KAPITEL FÜNFUNDZWANZIG

DAS ENDE EINER LIEBE
    Als ich vierzehn war, galt es als «abgemacht», dass ich Arzt würde. Meine Eltern waren Ärzte, meine Brüder studierten Medizin. Meine Eltern hatten mein frühes Interesse an den Naturwissenschaften mit Toleranz, sogar mit Zufriedenheit aufgenommen, doch jetzt schienen sie zu der Auffassung gelangt zu sein, die Zeit der Spielereien sei vorbei. Ein Vorfall hat sich mir in diesem Zusammenhang besonders lebhaft eingeprägt. Es war 1947, zwei Sommer nach dem Krieg, und ich befand mich mit meinen Eltern auf einer Autoreise in unserem neuen Humber durch Südfrankreich. Ich saß auf dem Rücksitz, sprach über Thallium und leierte herunter, was ich wusste: wie es in den sechziger Jahren zusammen mit Indium durch die kräftigen grünen Linien in seinem Spektrum entdeckt worden sei; wie einige seiner Salze Lösungen bildeten, die fast fünfmal so dicht waren wie Wasser; warum Thallium eigentlich das Schnabeltier unter den Elementen sei, mit paradoxen Eigenschaften, die Zweifel hinsichtlich seiner Einordnung im Periodensystem ausgelöst hatten - weich, schwer und schmelzbar wie Blei, chemisch dem Gallium und Indium verwandt, jedoch mit dunklen Oxiden wie denen des Mangans und Eisens und farblosen Sulfaten wie denen von Natrium und Kalium. Thalliumsalze seien wie Silbersalze lichtempfindlich - es könnte also auch eine fotografische Technik auf Thalliumbasis geben! Das Thallium(I)-Ion habe große Ähnlichkeit mit dem Kaliumion - Ähnlichkeiten, die in der Wissenschaft und Technik hochinteressant seien, aber für den Organismus absolut tödlich wären, denn biologisch sei Thallium fast ununterscheidbar vom Kalium und schlüpfe daher im Körper in alle Rollen und Laufbahnen des Kaliums, was zu schwersten organischen Störungen führe. Während ich so dahinplapperte, fröhlich, narzisstisch, blind, bemerkte ich nicht, dass meine Eltern auf dem Vordersitz sehr schweigsam geworden waren und ihr Gesichtsausdruck Langeweile, Ungeduld und Missbilligung verriet. Nach zwanzig Minuten konnten sie es schließlich nicht mehr ertragen, und mein Vater rief aus: «Schluss jetzt mit dem Thallium!»

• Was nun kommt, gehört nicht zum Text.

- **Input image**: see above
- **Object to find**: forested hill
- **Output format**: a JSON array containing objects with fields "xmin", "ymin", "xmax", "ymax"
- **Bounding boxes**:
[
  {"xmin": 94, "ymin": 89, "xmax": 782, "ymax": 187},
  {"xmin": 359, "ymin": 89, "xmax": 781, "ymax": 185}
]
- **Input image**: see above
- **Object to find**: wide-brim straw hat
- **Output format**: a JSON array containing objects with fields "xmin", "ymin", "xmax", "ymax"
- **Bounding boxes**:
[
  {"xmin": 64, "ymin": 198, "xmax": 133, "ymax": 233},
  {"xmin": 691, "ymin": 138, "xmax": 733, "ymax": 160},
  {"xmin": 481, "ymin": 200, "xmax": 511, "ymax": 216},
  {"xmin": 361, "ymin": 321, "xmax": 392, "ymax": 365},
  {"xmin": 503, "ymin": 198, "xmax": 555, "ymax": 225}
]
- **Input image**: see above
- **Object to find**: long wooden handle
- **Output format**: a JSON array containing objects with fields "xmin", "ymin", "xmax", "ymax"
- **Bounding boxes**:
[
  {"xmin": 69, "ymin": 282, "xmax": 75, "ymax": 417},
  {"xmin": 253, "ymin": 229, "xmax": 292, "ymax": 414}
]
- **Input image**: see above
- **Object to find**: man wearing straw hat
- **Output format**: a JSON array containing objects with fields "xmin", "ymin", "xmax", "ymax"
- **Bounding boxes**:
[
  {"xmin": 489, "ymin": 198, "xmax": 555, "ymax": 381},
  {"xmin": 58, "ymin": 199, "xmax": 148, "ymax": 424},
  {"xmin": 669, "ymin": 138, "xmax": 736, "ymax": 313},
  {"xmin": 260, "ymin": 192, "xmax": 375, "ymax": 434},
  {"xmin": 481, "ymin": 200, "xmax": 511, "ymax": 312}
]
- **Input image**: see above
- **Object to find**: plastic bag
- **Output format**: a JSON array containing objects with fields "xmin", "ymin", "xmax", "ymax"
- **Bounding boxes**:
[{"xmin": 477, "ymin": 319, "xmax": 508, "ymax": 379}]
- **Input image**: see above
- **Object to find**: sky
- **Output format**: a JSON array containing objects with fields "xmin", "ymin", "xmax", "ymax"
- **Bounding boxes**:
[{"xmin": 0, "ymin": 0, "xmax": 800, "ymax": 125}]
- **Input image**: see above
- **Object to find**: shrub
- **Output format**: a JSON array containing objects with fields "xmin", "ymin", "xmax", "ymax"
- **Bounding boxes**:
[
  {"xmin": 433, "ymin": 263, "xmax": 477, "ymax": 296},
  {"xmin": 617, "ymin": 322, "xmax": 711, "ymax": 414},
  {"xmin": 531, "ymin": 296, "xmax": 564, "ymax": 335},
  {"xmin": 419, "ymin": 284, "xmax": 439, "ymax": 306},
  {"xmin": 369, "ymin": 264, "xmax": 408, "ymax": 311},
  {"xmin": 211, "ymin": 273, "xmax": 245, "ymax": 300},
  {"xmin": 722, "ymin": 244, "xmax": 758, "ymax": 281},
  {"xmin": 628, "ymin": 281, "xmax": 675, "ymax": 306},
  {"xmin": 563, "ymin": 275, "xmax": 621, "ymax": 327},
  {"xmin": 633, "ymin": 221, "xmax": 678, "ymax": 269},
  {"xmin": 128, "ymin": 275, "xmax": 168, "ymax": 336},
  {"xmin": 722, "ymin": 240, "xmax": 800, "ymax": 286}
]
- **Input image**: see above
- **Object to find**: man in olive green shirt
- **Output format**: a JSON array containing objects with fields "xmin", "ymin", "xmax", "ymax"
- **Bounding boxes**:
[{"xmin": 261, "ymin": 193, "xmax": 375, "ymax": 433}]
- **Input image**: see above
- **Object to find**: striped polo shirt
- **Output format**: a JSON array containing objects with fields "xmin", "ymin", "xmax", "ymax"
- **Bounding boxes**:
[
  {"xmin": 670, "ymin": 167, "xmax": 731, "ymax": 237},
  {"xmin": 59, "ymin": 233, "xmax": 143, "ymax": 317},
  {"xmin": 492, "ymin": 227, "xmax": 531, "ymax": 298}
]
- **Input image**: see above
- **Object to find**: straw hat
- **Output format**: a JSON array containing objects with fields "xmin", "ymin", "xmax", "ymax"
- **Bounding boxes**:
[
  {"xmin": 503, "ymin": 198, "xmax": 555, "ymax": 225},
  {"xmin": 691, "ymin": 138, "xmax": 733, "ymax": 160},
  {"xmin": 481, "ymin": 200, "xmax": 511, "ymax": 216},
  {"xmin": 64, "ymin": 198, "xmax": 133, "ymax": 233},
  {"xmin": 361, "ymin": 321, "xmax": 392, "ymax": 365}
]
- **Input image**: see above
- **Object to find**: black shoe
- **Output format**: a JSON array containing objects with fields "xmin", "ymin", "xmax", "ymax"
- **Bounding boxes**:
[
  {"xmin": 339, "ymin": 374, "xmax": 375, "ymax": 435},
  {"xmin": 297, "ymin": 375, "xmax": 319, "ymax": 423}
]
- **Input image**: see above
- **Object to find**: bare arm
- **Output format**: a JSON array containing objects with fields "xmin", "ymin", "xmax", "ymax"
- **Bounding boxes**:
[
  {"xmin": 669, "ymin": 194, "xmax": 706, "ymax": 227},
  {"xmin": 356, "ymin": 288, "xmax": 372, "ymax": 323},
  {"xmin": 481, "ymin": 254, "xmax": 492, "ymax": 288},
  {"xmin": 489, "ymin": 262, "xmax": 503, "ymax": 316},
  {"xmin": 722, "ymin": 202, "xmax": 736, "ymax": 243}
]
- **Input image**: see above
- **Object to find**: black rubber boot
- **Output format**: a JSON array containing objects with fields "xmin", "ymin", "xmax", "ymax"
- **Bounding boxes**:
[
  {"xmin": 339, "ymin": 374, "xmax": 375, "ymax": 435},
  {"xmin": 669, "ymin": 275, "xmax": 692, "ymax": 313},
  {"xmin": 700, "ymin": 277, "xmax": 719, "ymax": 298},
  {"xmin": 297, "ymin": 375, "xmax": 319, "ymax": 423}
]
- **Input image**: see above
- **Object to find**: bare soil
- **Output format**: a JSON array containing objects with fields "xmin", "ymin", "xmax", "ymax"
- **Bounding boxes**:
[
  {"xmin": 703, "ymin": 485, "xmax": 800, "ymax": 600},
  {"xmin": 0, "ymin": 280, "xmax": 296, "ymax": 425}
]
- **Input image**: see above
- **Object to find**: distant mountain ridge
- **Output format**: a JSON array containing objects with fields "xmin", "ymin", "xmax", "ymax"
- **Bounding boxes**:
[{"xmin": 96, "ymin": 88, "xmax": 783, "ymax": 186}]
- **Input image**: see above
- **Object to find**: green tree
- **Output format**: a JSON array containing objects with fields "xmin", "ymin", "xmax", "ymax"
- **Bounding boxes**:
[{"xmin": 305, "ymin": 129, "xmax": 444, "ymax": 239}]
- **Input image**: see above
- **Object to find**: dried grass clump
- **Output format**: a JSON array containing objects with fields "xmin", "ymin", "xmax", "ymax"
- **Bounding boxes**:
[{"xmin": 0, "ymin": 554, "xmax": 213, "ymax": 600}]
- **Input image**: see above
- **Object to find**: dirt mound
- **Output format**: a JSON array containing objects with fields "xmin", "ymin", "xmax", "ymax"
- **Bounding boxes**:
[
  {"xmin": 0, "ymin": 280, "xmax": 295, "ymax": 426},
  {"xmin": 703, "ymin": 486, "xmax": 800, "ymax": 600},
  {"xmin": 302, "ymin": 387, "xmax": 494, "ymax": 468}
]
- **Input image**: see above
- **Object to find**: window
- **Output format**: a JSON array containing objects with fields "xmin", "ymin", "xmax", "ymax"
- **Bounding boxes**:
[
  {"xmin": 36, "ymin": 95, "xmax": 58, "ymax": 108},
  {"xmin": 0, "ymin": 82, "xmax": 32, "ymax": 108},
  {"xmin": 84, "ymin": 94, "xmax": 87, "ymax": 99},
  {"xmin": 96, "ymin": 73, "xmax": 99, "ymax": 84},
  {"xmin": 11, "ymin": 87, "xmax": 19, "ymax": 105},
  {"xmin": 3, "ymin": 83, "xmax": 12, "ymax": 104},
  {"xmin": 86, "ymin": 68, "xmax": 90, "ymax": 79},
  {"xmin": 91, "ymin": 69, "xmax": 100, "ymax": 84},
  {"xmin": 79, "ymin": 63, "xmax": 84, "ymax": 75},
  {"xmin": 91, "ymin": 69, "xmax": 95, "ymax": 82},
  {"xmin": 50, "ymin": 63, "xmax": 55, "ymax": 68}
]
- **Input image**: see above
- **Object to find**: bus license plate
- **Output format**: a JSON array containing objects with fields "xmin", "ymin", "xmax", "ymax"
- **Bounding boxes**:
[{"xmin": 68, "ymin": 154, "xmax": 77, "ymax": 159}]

    Doch es kam nicht plötzlich - ich stellte nicht eines Morgens fest, dass die Chemie für mich gestorben war. Es war ein allmählicher Prozess, es schlich sich langsam ein, Stück für Stück, zunächst, glaube ich, ohne dass ich es überhaupt bemerkte. Irgendwann in meinem fünfzehnten Lebensjahr wachte ich morgens nicht mehr mit dieser freudigen Erregung auf - «Heute besorge ich mir die Clericische Lösung! Heute lese ich über Humphry Davy und elektrische Fische! Heute werde ich vielleicht endlich den Diamagnetismus verstehen!» Offenbar wurden mir nicht mehr diese plötzlichen Erleuchtungen, diese erregenden Erkenntnisse zuteil, die Flaubert (den ich jetzt las) als Erektionen des Geistes bezeichnete. Erektionen des Körpers, gewiss, die waren jetzt ein neuer, exotischer Teil meines Lebens - aber diese plötzlichen rauschhaften Zustände des Geistes, diese inneren Landschaften, die sich unverhofft in strahlendem Glanz auftaten, die hatten mich offenbar verlassen. Oder hatte tatsächlich ich sie verlassen? Denn ich ging nicht mehr in mein kleines Labor. Das wurde mir aber erst klar, als ich dort eines Tages überall eine dünne Staubschicht vorfand. Seit Monaten war ich nicht mehr bei Onkel Dave oder Onkel Abe gewesen, und mein Taschenspektroskop trug ich auch nicht mehr bei mir.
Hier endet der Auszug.